Fima called the waiter and ordered her another vodka. He ordered a bottle of mineral water and some more bread and cheese for himself. The three conspirators got up to leave. As they passed his table, the settler gave him a sweet, saintly smile, as though he could sec into his heart and forgave him. He said:

"Bye now, and all the best. Don't forget, when it comes to the crunch, we're all in the same boat."

In his mind Fima relocated this moment to a coffeehouse in Berlin in the last days of the Weimar Republic, putting himself in the role of martyr: Carl von Ossietzky, Kurt Tucholsky. Immediately he canceled the whole picture because the comparison was ridiculous, almost hysterical. To Annette he said:

"Take a good look at them. Those are the creatures that are dragging us all down."

Annette said:

"I'm already as low as I can go."

And Fima:

"Go on. You were talking about fatal women."
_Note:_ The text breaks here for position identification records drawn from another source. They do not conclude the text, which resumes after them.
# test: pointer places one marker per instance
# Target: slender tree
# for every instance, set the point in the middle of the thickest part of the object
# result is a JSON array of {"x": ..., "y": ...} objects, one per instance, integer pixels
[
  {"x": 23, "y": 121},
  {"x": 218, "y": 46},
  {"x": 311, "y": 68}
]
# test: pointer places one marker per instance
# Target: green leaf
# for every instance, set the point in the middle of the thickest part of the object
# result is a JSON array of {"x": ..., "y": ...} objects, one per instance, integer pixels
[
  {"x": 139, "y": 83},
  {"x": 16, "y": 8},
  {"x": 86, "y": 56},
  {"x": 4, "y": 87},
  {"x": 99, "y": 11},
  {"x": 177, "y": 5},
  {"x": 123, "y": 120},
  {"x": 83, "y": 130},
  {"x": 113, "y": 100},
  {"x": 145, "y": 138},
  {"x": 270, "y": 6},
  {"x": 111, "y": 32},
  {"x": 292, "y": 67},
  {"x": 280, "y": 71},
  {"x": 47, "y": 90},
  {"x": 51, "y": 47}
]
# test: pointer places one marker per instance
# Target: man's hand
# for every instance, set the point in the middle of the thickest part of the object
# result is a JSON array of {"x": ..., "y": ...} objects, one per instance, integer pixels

Annette emptied her second glass. Her eyes were gleaming, and a hint of coquetry slipped into her words:

"The nice thing about you, Efraim, is that I really don't mind what sort of impression I make on you. I'm not used to that. Generally, when I'm talking to a man the most important thing for me is what impression he has of me. It's never happened to me before to sit like this with a strange man and talk so freely about myself without getting all sorts of signals, if you know what I mean. Just one person talking to another. You're not offended?"

Fima unconsciously smiled when she used the expression "a strange man." She noticed his smile and beamed at him like a child consoled after tears. She said;

"What I meant was, not that you're not masculine, just that I can talk to you like a brother. We've had to put up with so much bullshit from the poets, with their Beatrices, their earth mothers, their gazelles, their tigresses, their sea gulls, their swans, and all that nonsense. Let me tell you, being a man strikes me as a thousand times more complicated than that. Or maybe it's not complicated at all, all that lousy bargaining. You give me sex, I'll give you a bit of tenderness. Or an impression of tenderness. Be a whore and a mother. A puppy by day and a kitten by night. Sometimes I have the feeling that men like sex but hate women. Don't be offended, Efraim. I'm just generalizing. There must be exceptions. Like you, for instance. I feel good now, the way you're listening to me quietly."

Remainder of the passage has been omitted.